Craig David: The Time Is Now

He's hauled in supposedly talented people – but they haven't helped the cretinous lyrics

issue 27 January 2018

Grade: D–

You’re in a minicab, on the way home from some bash that was considerably less pleasing than you had anticipated. The driver has the radio on and this limp, witless, landfill R&B crap is hammering into your sinuses. You want to tell him to turn it off right now but don’t because you are too polite, too aware of sensitivities. You want your driver to like you. I don’t know why. You sort that out with yourself.

But anyway, that stuff on the radio — it’s actually Portsmouth’s gift to the world of music, digging like a maniac into the enamel of your teeth. Craig David, recently reinvented (as being slightly more boring than he was originally) and back with a new album: The Time Is Now. No, Craig, a more appropriate title would be The Time Was About Seven Years Ago And Even Then It Was Dull As Fuck.

He’s hauled in supposedly talented people. But they haven’t helped much with the tunes and still less with the truly cretinous lyrics.
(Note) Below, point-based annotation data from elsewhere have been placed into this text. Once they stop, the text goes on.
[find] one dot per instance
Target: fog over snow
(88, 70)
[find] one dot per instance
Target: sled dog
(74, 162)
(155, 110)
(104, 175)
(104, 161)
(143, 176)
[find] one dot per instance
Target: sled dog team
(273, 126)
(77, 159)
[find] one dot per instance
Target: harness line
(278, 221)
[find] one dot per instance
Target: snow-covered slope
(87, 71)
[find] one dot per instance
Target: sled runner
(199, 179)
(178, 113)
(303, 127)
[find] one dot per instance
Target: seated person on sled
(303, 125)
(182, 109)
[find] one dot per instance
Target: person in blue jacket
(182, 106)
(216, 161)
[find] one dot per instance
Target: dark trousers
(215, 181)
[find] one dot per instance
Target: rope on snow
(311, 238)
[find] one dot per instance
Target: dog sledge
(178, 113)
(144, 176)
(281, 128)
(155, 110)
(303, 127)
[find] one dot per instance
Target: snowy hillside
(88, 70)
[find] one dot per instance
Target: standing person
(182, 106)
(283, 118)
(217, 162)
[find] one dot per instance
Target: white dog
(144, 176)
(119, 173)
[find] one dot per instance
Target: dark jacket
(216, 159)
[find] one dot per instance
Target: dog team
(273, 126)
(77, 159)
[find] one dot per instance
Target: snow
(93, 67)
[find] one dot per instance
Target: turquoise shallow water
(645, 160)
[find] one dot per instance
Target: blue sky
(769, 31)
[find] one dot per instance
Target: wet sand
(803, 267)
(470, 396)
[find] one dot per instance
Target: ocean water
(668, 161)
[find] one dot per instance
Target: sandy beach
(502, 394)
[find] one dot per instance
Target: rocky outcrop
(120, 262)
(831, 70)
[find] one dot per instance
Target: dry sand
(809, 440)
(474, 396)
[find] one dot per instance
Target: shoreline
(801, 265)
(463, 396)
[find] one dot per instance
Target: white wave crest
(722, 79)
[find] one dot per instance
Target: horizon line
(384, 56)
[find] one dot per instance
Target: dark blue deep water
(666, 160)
So, from the agonisingly repetitive and execrable ‘Brand New’ we get ‘Señorita, every time I meet ya.’ And the uplifting chorus from the slightly worse ‘For the Gram’ is: ‘Blah blah blah blah/ Yah yah yah. Baby.’ The songs go on and on and on. And he has nothing interesting to say in any of them.

But it will be there, at the top of the charts, on every radio, seemingly for ever. Frankly, I’d rather listen to Diane Abbott reading out my own death certificate in front of the Parliamentary Labour Party. So happy new year, then. Onwards and upwards.